11. The method of claim 1, the method further comprising, before processing the source image with the SDDTT, reducing fixed pattern noise in a precursor image comprising the edges of the scene captured by the image sensor of the videoscope and the noise generated by the image sensor, the source image comprising, or deriving from, the precursor image.
12. The method of claim 1, wherein the SDDTT comprises a decoder and an encoder, the decoder comprising four decoder blocks, each decoder block comprising a convolution layer, an activation layer, and a subsampling layer, each of the convolution layers comprising trainable parameters, and wherein the encoder comprises encoder blocks including a first encoder block, a second encoder block following the first encoder block, and a third encoder block following the second encoder block, each of the encoder blocks comprising a convolution layer, an activation layer, an upsampling layer, and a concatenation layer, wherein the SDDTT further comprises, after the third encoder block, a first specialized block comprising a convolution layer and being configured to output the noise map, and wherein the SDDTT further comprises a second specialized block comprising a convolution layer and being configured to output the edge map.
13. The method of claim 12, wherein the encoder further comprises a fourth encoder block following the third encoder block, wherein the first specialized block receives an output from the concatenation layer of the fourth encoder block, and wherein the second specialized block receives an output from the upsampling layer of the fourth encoder block.

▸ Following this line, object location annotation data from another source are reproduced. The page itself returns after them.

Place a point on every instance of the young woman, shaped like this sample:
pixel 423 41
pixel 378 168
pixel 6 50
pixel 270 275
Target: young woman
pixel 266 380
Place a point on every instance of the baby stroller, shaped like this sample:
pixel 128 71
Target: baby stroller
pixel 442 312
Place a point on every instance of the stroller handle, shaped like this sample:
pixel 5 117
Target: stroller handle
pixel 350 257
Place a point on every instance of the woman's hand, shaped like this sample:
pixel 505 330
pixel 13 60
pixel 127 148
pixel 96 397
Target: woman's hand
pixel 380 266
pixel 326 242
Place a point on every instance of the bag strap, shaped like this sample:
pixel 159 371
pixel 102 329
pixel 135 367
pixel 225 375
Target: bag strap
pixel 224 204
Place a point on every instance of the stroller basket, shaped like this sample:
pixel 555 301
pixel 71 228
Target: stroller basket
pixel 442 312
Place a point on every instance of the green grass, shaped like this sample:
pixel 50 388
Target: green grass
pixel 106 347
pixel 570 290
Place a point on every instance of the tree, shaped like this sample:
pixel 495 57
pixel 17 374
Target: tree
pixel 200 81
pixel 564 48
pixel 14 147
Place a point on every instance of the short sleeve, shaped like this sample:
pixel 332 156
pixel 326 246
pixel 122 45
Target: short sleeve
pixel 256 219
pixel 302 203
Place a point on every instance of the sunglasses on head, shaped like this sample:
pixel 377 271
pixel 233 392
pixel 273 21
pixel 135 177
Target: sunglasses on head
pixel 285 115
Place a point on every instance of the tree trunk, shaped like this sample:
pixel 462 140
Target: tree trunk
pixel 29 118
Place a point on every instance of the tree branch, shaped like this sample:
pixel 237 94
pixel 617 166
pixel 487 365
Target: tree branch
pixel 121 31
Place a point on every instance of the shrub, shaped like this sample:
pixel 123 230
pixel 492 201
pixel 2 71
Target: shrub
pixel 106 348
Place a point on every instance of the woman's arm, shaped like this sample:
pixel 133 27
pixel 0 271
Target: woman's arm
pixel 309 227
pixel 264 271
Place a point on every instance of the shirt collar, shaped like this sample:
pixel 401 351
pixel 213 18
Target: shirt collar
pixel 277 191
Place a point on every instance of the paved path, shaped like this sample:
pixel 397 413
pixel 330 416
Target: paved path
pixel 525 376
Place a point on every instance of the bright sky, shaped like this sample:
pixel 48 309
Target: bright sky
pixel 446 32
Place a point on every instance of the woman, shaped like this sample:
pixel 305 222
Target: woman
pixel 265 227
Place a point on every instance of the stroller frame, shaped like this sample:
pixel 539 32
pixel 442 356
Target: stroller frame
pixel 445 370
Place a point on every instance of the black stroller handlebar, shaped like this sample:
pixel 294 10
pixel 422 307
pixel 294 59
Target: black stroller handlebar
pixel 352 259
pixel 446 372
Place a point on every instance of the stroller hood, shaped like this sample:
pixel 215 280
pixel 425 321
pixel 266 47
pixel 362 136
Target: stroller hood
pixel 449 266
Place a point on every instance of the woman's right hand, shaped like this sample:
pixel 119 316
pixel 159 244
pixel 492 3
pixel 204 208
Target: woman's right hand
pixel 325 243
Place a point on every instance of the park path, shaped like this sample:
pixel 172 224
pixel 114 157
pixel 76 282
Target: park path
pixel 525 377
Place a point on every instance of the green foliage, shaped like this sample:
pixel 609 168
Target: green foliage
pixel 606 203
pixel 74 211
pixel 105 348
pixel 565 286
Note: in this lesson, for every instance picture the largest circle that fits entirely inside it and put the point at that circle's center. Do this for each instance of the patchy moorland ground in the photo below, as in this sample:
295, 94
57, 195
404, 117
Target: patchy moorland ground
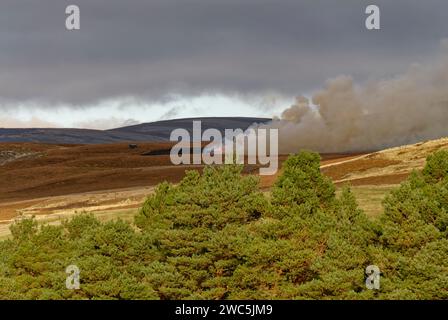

14. The method of claim 12, wherein the encoder further comprises a fourth encoder block following the third encoder block, wherein the first specialized block receives an output from the concatenation layer of the fourth encoder block, and wherein the second specialized block receives an output from the concatenation layer of the third encoder block.
15. The method of claim 12, wherein the encoder further comprises a downsampling layer and a fourth concatenation layer, wherein the fourth concatenation layer follows the downsampling layer and the third encoder block, wherein the first specialized block receives an output from the fourth concatenation layer and comprises an upsampling layer following the convolution layer, and wherein the second specialized block receives the output from the fourth concatenation layer and comprises an upsampling layer following the convolution layer.
16. The method of claim 1, wherein the image processing circuit comprises a controller and non-volatile memory, the non-volatile memory having embedded therein the SDDTT, and the controller comprising a central processing unit and a graphics processing unit.
17. A video processor comprising:
processing instructions configured to implement the method of claim 1; and
the image processing circuit, the image processing circuit including a non-volatile memory having embedded therein the processing instructions and the SDDTT.
18. A visualization system comprising the videoscope of claim 17 and a display, wherein the processing instructions are configured to present, with the display, the near real-view image or an image derived from the near real-view image.